I am a carer for my husband. He was diagnosed with motor neurone disease over 4 years ago. I am now 37 and I have been looking after him, on my own always as his family is in the midlands and we are in London. I lost my mind, my friends and family long ago (I am not from the UK originally, although my husband is and that's why we came back) and while some days I am fine, and try to concentrate on 'yeah, let's be happy today and enjoy our time together' - other days I look at the Thames and I wonder how peaceful I would feel at the bottom of it.

I used to work full time, now I have to work part time. The Council has just re-assessed the hours my husband needs, and they've given us 2 hours a day, which are of very little help for me as I have to get up at 5 am and get everything ready for him while I am away, anyway. I got so distressed when they told me that, because the truth is that 2 hours a day are really of very little help.
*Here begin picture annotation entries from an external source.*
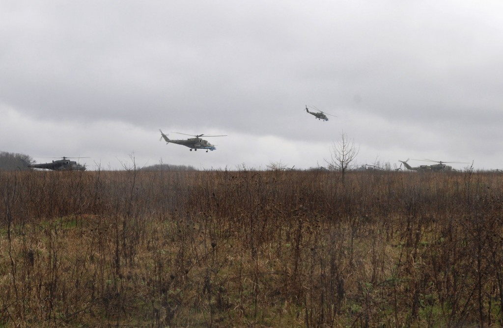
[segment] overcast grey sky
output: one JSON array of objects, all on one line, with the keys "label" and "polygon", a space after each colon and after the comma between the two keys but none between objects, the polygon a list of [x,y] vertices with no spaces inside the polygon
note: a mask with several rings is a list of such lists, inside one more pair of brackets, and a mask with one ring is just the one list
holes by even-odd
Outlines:
[{"label": "overcast grey sky", "polygon": [[[133,153],[140,167],[307,168],[344,132],[359,164],[502,169],[501,13],[499,0],[0,0],[0,150],[91,170]],[[207,153],[159,128],[228,136]]]}]

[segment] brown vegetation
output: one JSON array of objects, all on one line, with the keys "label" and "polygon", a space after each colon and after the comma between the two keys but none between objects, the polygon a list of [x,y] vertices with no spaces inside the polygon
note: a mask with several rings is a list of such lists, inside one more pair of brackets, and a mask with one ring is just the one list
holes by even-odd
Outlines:
[{"label": "brown vegetation", "polygon": [[500,325],[502,182],[0,172],[0,326]]}]

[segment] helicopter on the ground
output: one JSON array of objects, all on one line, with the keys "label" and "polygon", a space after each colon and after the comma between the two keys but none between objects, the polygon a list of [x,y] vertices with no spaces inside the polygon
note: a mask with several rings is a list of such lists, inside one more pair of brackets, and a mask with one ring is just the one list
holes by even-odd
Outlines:
[{"label": "helicopter on the ground", "polygon": [[371,165],[370,164],[363,164],[361,165],[359,168],[356,169],[355,171],[366,171],[368,170],[381,170],[385,171],[386,169],[384,168],[381,168],[377,165]]},{"label": "helicopter on the ground", "polygon": [[[32,168],[33,169],[45,169],[46,170],[52,170],[54,171],[86,171],[86,165],[82,165],[77,163],[74,160],[69,160],[68,158],[76,157],[61,157],[61,159],[53,160],[50,163],[41,163],[40,164],[30,164],[24,159],[22,159],[25,166],[27,168]],[[85,158],[85,157],[78,157]]]},{"label": "helicopter on the ground", "polygon": [[208,150],[213,151],[217,149],[215,146],[215,145],[212,145],[208,142],[207,140],[205,140],[200,138],[200,137],[202,137],[203,135],[204,135],[205,137],[225,137],[227,135],[226,134],[223,135],[205,135],[204,134],[198,134],[197,135],[194,135],[193,134],[187,134],[186,133],[181,133],[180,132],[173,132],[174,133],[178,133],[179,134],[183,134],[185,135],[190,135],[195,137],[189,138],[187,140],[173,140],[168,138],[167,136],[163,133],[160,129],[159,129],[159,131],[160,132],[161,135],[160,139],[159,139],[159,141],[164,138],[164,140],[166,141],[166,144],[171,142],[172,143],[176,143],[177,144],[182,145],[190,148],[191,151],[192,151],[192,149],[194,149],[195,151],[198,149],[206,149],[206,152],[208,152]]},{"label": "helicopter on the ground", "polygon": [[423,172],[442,172],[445,171],[457,171],[455,169],[453,169],[452,166],[450,165],[446,165],[446,163],[469,164],[469,163],[461,161],[442,161],[441,160],[433,160],[432,159],[413,159],[413,160],[422,160],[424,161],[434,162],[437,163],[437,164],[432,164],[432,165],[420,165],[418,167],[412,167],[407,163],[409,159],[409,158],[407,158],[406,160],[400,160],[399,159],[398,161],[403,163],[403,166],[404,166],[407,170],[413,171],[421,171]]},{"label": "helicopter on the ground", "polygon": [[[309,112],[309,110],[308,108],[310,108],[312,109],[314,109],[316,111],[318,111],[319,112]],[[310,114],[311,115],[314,115],[318,120],[323,120],[323,121],[328,121],[328,118],[326,117],[326,115],[330,115],[330,116],[333,116],[334,117],[337,117],[335,115],[332,115],[331,114],[328,114],[328,113],[325,113],[322,111],[320,111],[316,107],[314,106],[308,106],[306,105],[306,111]],[[325,115],[326,114],[326,115]]]}]

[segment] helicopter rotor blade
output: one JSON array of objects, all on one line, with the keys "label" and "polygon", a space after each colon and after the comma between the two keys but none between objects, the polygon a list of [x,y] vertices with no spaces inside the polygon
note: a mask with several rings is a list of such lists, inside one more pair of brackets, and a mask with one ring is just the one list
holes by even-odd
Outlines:
[{"label": "helicopter rotor blade", "polygon": [[184,135],[190,135],[191,137],[197,137],[197,135],[194,135],[194,134],[187,134],[187,133],[182,133],[182,132],[172,132],[172,133],[177,133],[178,134],[183,134]]}]

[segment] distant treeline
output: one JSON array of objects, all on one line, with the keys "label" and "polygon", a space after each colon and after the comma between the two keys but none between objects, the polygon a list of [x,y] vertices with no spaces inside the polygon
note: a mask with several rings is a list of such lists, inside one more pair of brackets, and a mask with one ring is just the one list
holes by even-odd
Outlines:
[{"label": "distant treeline", "polygon": [[142,168],[144,171],[195,171],[195,168],[191,165],[172,165],[170,164],[156,164]]},{"label": "distant treeline", "polygon": [[34,162],[33,158],[28,155],[0,151],[0,170],[27,170],[22,159],[30,163]]}]

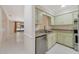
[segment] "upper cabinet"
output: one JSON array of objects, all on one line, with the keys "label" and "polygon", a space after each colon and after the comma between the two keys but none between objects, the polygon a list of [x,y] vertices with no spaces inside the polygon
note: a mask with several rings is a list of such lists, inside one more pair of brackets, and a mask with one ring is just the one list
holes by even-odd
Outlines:
[{"label": "upper cabinet", "polygon": [[55,17],[56,25],[67,25],[73,24],[73,16],[72,13],[63,14]]}]

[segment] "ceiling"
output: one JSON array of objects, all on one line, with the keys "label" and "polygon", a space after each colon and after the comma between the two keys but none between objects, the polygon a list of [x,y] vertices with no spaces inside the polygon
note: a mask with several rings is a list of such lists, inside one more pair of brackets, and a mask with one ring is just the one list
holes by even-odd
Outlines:
[{"label": "ceiling", "polygon": [[9,17],[15,21],[24,20],[24,6],[23,5],[3,5],[2,6]]},{"label": "ceiling", "polygon": [[55,13],[55,15],[62,12],[74,11],[78,9],[77,5],[41,5],[41,6],[46,9],[50,9],[52,12]]},{"label": "ceiling", "polygon": [[[62,12],[77,10],[77,5],[41,5],[44,10],[51,11],[51,14],[58,15]],[[3,5],[2,6],[12,20],[24,21],[24,5]]]}]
My husband is wheelchair bound, and cannot hold a cup or eat or go to the loo or leave the house on his own. The only thing he can do is use the 'eyegaze', i.e., his eyes to control the computer. He basically sits in his wheelchair, listening to the radio or watching something online, waiting for me to come back 6 hours later from work and go out for a walk in the park with our beautiful dog. Once a week he goes to a day centre.
I emailed the council, and while intially they told me that the budget allocations (=allocation of carer hours) is point based, when I asked them for the total number of points they had given to my husband, they denyied a point system. So: is this a transparent and objective system!?! Well, doesn't seem like it. How can I be sure their assessment is adequate? how does it compare with other people living similar unfortunate circumstances?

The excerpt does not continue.